SALT LAKE CITY – Advances in cancer treatment have led to life-saving options in even the worst cases. For a Utah man, a critical organ ravaged by cancer was totally re-engineered to save him.
Tom Ramsey loves life, the outdoors, and adventure, but Ramsey took a journey he’d never imagined.
“My lower back started to hurt,” said Ramsey, who lives in Salt Lake City. It began a year and a half ago. A scan led to a devastating diagnosis.
“That’s when they said, ‘Wow, you’ve got the worst tumors we have ever seen. What would you like to do?’”
Dr. Chris Dechet, co-director of the Multidisciplinary Urologic Oncology Group at the Huntsman Cancer Institute said, “Almost 90 percent of his bladder was full of bladder cancer.”
Bladder cancer is one of the top six types of cancer. According to Dechet, 82,000 people are diagnosed with it in the United States every year, and 18,000 people die from it annually. He said that 50 percent of the time it’s caused by smoking.
Ramsey was not a smoker, but he was exposed to second-hand smoke growing up. Genetics and the environment also play a factor in bladder cancer, Dechet said.
After his diagnosis, Ramsey said, “It all happened very fast.”
Doctors needed to remove his bladder. They explained they could build him a new one called a “neobladder.”

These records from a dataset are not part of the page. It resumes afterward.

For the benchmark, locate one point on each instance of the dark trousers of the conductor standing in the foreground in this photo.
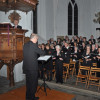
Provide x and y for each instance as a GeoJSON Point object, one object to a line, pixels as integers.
{"type": "Point", "coordinates": [31, 85]}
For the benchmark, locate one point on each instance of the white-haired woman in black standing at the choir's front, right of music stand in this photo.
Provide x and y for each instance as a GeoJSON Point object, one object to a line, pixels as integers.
{"type": "Point", "coordinates": [58, 56]}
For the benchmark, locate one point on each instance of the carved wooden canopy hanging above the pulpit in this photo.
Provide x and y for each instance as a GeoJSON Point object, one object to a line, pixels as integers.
{"type": "Point", "coordinates": [22, 5]}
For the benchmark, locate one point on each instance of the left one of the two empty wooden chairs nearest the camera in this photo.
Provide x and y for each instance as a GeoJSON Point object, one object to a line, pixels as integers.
{"type": "Point", "coordinates": [81, 77]}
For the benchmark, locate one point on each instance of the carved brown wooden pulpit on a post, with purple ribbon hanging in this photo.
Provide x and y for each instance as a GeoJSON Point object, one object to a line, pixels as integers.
{"type": "Point", "coordinates": [11, 47]}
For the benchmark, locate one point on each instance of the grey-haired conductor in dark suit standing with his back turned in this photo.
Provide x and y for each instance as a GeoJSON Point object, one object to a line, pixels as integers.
{"type": "Point", "coordinates": [30, 66]}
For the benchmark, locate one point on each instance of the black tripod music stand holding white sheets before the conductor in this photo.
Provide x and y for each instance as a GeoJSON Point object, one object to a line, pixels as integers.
{"type": "Point", "coordinates": [44, 59]}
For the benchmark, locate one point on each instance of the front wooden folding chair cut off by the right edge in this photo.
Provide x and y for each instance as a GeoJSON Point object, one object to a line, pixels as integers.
{"type": "Point", "coordinates": [94, 80]}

Dechet said, “It’s essentially a segment of bowel that we take from the patient’s small intestine, and we reconfigure it into a reservoir and hook it down to where the bladder used to be.”

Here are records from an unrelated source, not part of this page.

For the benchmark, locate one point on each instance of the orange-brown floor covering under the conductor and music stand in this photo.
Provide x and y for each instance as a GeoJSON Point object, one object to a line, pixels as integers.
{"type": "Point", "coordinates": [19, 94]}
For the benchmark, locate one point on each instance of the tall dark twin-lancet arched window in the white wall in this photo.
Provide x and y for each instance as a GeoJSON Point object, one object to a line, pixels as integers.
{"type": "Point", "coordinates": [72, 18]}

“I was like, ‘Can that really happen? Can you really take my intestine and build me a bladder?’” Ramsey said.
It was a difficult operation that took four to five hours. First, doctors removed the bladder. Then, they took a segment of the small bowel. They created a neobladder, shaping intestine into a sphere that can hold urine. Finally, they stitched it to the urethra.
“They took me apart, basically, and re-plumbed me, and put me back together,” Ramsey said.
The neobladder has been tricky. Tom said he has felt pressure but not urgency, so he has to set a timer to go every four hours.
“We have to get him to kind of retrain his new bladder so that it expands and not over-expands,” Dechet said.
He soon resumed his active life, with no need for external bags or appliances.
“It’s amazing. I’m back to normal,” Ramsey said.
“He’s out skiing and doing all his regular activities again,” Dechet said.
Other than occasional, minor pain, his future looks bright, defying the odds, and maintaining a lifestyle he loves.